Apple is said to be acquiring Beats for $3.2 billion. The deal was rumoured to be closing this week, but it was pushed back to next week (or later). What’s interesting, however, is that David Hyman, the founder of MOG, an online music subscription service, is suing Beats and seeking compensatory damages “in excess of $20 million” plus interest, reports The Wrap.
MOG was acquired by the Dr. Dre- and Jimmy Iovine-founded Beats Electronics for $14 million in May 2012. The music service Hyman dreamed of is now called Beats Music.
The problem is that Hyman says he was fired before could receive the benefits of his incentive plan after the MOG-Beats deal closed in 2012.
According to the lawsuit, Hyman entered into a purchase agreement for MOG in June 2012. Hyman was brought aboard as CEO, and nearly the entire MOG team was brought aboard the company.

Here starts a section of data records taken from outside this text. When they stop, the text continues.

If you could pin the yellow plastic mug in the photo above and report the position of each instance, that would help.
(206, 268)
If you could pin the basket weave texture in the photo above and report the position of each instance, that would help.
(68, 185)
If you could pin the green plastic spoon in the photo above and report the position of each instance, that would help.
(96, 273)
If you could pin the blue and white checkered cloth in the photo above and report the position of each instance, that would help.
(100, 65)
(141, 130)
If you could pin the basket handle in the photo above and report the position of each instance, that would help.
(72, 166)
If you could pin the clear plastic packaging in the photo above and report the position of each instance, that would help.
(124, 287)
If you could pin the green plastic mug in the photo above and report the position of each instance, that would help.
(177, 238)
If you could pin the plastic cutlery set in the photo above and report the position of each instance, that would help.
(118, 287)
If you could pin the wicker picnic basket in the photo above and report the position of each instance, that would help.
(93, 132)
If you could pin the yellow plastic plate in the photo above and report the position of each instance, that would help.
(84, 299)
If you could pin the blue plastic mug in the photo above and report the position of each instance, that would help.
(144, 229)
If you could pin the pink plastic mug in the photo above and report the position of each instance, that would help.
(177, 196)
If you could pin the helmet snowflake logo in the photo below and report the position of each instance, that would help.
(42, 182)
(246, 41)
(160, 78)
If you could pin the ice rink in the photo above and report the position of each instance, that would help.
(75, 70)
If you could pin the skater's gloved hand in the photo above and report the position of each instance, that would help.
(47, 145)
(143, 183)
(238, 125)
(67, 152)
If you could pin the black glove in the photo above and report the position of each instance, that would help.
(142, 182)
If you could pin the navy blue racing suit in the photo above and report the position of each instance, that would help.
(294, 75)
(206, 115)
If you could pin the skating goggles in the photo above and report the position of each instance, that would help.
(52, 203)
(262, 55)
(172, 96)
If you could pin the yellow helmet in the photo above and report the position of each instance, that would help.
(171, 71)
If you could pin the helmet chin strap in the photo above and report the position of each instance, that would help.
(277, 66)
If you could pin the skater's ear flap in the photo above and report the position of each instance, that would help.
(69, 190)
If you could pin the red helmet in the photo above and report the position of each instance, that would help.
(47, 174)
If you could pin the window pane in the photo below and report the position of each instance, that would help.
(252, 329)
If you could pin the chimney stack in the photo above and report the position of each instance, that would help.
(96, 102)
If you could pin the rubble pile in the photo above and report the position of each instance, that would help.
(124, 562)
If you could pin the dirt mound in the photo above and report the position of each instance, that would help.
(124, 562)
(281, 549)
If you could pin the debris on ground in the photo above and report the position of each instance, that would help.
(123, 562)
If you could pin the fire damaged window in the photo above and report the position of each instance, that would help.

The suit claims that, under an incentive plan adopted during Hyman’s tenure, he would be entitled to compensation including 2.5 percent of the company’s “currently outstanding equity interests,” with 1 percent due on the first anniversary of Hyman’s date of employment, and subsequent installments due in subsequent months. The suit also claims that he was promised a grant of 25 percent of the company’s outstanding equity interests following adoption of the incentive plan if the company achieved a fair market value of $500 million or more.
Now, it is worth noting here that the news of an Apple-Beats deal broke about 7 days ago. By comparison, the lawsuit was first reported today, although we don’t have information about the date of the filing. If he were to be a part of Beats, we can assume that he would receive a huge amount of money as part of the deal.